Role of Estrogen in Obesity and Insulin Sensitivity
Weight gain despite attempts to lose weight is one of the most common complaints among post-menopausal women. Most weight gain occurs because of an increase in visceral adipose tissue (VAT), or fat tissue that is found in the abdomen and surrounds the vital organs.2 This is also, unfortunately, one of the most dangerous places to gain weight, as an increase in VAT is linked to diabetes and other metabolic diseases.
It has been suggested that an environment of estrogen deficiency may lead to an increase in circulating free fatty acids.3 This boosts adipocyte production and insulin insensitivity in the liver and muscles. Muscle cells are unavailable to use glucose properly, leading to weight gain. However, with estrogen supplementation, the muscles are more able to properly use and regulate free fatty acids for energy use.
Adipose tissue itself is an endocrine organ, producing molecules called adipocytokines, which include the interleukins and tumor necrosis factors. These markers are pro-inflammatory and may lead to insulin resistance. Premenopausal women have lower levels of adipocytokines. Further, estrogen may have anti-inflammatory properties, reducing the risk for diabetes, obesity and heart disease.
Counseling Women About Hormone Replacement Therapy
There is a large role that pharmacists can play when it comes to helping women deal with the complexities of hormonal changes after menopause. Hormone replacement therapy (HRT) is still controversial; not all providers agree about the safety and efficacy of estrogen supplementation after menopause and not all women trust these medications either.
Women still suffer from many physical and emotional discomforts during menopause, leading them to look for safer alternatives to hormone replacement therapy, but with the same benefits. As a result, many patients elect to go the “all natural” route, turning to bioidentical hormone therapy.
As compounding pharmacies are the leading provider of bio-identicals, pharmacists are in a position to provide appropriate counsel regarding the cost, safety, efficacy, and what to expect from therapy.
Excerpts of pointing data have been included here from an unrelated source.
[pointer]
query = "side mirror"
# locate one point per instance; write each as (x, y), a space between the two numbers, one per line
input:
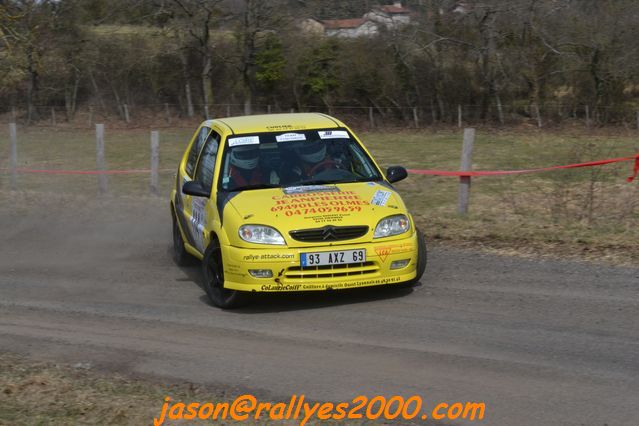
(396, 173)
(195, 188)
They can also discuss the risks and benefits of bioidentical hormone therapy with both patients and women considering these drugs. It also encourages a discussion about other health risks related to aging and estrogen loss, as well as home remedies for menopausal side effects.
Finally, a knowledgeable compounding pharmacist can encourage women to speak with their physician about initiating HRT therapy and can provide customized dosing for their patients. Hormone replacement therapy is not currently recommended by ACOG for use in minimizing health risks like heart disease and diabetes. However, this study suggests that providers at least consider opening the discussion with their patients about the potential benefit of HRT in certain populations.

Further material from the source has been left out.